The plot is devilishly simple: Grace (Diana Glenn), her husband Adam (Andy Rodoreda) and her sister Lee (Maeve Dermody) plan an outing to local Ainsley Crocodile Adventure Park before going on a brief fishing trip. After they miss their guide, another tour guide named Jim (Ben Oxenbould) offers to take them and after not catching anything, presses them further into the mangrove forest. Here, their small boat almost immediately capsizes, they quickly realize the predicament they’re in when a crocodile snatches their tour guide. With Grace and Adam stuck on a mangrove tree and Lee stuck on the capsized boat, they must decide how they’re going to get out.
Oh yeah. And Grace is pregnant.
A number of “people stranded” animal attack films came out in the early 2000s after Open Water made quite the splash in 2003 and Black Water is probably one of the better ones.
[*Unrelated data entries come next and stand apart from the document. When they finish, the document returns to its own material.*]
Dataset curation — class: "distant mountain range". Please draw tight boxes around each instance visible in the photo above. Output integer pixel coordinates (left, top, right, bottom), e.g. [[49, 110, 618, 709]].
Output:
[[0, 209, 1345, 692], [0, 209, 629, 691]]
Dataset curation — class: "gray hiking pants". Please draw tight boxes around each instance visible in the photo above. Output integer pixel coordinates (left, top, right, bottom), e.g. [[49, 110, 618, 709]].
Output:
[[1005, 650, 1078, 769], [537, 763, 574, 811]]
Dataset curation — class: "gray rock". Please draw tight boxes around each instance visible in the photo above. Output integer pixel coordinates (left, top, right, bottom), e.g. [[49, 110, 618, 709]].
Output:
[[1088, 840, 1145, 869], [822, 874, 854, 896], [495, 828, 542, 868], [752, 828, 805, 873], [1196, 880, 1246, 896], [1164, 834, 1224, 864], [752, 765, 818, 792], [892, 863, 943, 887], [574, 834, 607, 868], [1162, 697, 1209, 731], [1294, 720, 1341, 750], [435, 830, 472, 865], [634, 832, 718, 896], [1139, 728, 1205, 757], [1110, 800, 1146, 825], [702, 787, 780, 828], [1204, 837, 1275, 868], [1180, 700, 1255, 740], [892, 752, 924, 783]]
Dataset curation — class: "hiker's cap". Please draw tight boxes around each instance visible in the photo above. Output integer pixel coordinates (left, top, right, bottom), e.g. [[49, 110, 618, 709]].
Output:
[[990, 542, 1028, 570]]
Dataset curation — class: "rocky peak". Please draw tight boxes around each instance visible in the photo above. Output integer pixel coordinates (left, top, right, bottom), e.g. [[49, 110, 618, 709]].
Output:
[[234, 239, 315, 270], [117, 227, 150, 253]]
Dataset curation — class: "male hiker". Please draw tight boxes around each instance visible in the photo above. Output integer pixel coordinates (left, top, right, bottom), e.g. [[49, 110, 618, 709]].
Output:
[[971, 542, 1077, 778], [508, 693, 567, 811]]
While they go through a lot of the standard narrative strokes, such as being forced with various unpleasant choices (Swim? Boat? Stay in the tree?) and pooling their meager supplies, unlike a lot of these types of films there’s a bit more agency in the characters. It gives the film’s midsection a better pace as the characters are actively forced to execute their plans.
I also found myself surprised at the acting, particularly with Maeve Dermody as Lee. Her character’s journey from being a meek younger sister who Grace had to protect to a cool-and-collected one-woman crocodile hunting machine was fantastic to see. And Maeve gives her character so much vulnerability and pathos that when the invariable climax happens, I found myself desperate to see her succeed.
Using a mix of real crocodiles and visual effects to insert them into the frame, the film could quickly fall apart but I found the mix seamless and it added authenticity and a sense of presence to the animal. It looks fantastic but I wasn’t prepared for how mean the film is. A scene towards the midpoint clearly reveals the crocodile for the first time as it surfaces, holding a body in its mouth. The way the eyes glint at the people stuck at the tree is menacing and so delightfully evil.
While Black Water absolutely lives in the same tropes and expectations these “stranded animal attack films” operate with, its mean-spirited tone and authentic characters elevate this above your typical fare. And with its lack of availability in the states, I unabashedly recommend this one. This is a Tubi, for sure.